Additionally, different systems and modes have been compared for the bioreactor stage. Specifically, studies have compared submerged and solid systems, as well as batch and fed-batch modes [11,13]. An economic analysis was performed to determine the best production process for an enzymatic extract containing amylase, cellulase, and xylanase by using Trichoderma reesei and wheat chaff [13]. It was found that the solid-state process is more effective than the submerged process. In addition, to produce cellulases by using Trichoderma reesei under submerged fermentation, two fermentation modes were evaluated: batch and fed-batch processes [12]. The authors concluded that the fed-batch process increased the process’s profitability. Furthermore, simulation-based TEA was used to incorporate process kinetics and evaluate the most promising scenario in the economic analysis of the production of hydrolases by using Aspergillus awamori through SSF using babassu cake [20]. It was demonstrated that a fermentation time of 96 h was more suitable than 144 h due to increased batch throughput (batches/year). In this work, we used 192 based on previously evaluated process kinetics [5].

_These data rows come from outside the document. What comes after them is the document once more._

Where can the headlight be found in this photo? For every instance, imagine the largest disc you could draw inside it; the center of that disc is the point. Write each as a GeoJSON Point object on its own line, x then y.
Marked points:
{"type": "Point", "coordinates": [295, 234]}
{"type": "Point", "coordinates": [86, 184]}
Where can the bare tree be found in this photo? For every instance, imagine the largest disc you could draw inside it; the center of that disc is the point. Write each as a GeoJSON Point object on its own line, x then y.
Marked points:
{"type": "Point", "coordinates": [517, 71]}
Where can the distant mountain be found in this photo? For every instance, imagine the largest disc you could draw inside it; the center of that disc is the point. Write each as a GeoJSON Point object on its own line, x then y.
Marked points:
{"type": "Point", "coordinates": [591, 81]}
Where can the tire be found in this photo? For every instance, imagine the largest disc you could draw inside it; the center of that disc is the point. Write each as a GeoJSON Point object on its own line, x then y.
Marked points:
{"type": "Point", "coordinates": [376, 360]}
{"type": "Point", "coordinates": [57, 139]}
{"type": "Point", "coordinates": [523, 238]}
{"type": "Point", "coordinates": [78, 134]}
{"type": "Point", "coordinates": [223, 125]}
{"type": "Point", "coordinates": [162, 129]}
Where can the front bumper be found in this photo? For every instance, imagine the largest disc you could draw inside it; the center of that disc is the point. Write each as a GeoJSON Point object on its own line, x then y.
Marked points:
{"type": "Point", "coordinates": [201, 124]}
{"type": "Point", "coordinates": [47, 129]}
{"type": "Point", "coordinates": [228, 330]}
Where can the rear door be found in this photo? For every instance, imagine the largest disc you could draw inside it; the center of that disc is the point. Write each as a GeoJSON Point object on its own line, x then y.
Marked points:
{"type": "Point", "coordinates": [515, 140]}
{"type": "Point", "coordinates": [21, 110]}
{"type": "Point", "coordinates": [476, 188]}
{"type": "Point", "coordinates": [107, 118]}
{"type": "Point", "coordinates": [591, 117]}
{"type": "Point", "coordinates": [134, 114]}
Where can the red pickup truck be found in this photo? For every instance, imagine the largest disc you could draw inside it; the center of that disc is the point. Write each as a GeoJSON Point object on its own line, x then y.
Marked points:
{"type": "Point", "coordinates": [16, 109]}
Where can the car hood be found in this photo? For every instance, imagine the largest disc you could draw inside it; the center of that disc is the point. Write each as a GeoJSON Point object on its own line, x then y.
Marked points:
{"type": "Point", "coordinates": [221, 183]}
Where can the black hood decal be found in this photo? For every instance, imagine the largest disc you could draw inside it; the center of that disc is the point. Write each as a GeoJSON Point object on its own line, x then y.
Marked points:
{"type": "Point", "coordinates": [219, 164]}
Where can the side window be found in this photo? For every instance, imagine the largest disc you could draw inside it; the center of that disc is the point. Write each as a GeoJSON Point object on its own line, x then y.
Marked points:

Concerning downstream processing, there have been various recommendations proposed to increase the profitability of recovery and purification processes. For instance, in the case of cellulase production through submerged fermentation, researchers evaluated two product presentations, liquid vs powder form, and concluded that the liquid presentation had better economic indices [11]. Additionally, for the recovery process of an enzymatic extract composed of amylase, cellulase, and xylanase produced by Trichoderma reesei, it was recommended to reuse the remaining liquid after separating it from the solid phase (recovered medium from SSF). Evaluating the volume of liquid required to extract the enzymes from the SSF medium after fermentation and its effect on process economics is also recommended [13].
In any case, despite scenario 1 (ECEX) being the most profitable, we also assessed the break-even point for all three scenarios, as illustrated in Figure 6a. The break-even point signifies the estimated economic equilibrium, which represents the processed biowaste needed per batch to generate annual revenues exceeding the operating costs. Figure 6b depicts the annual revenues for scenarios ECEX, ECEP, and ECEC, with annual costs presented exclusively for ECEX due to their similarity across all three scenarios.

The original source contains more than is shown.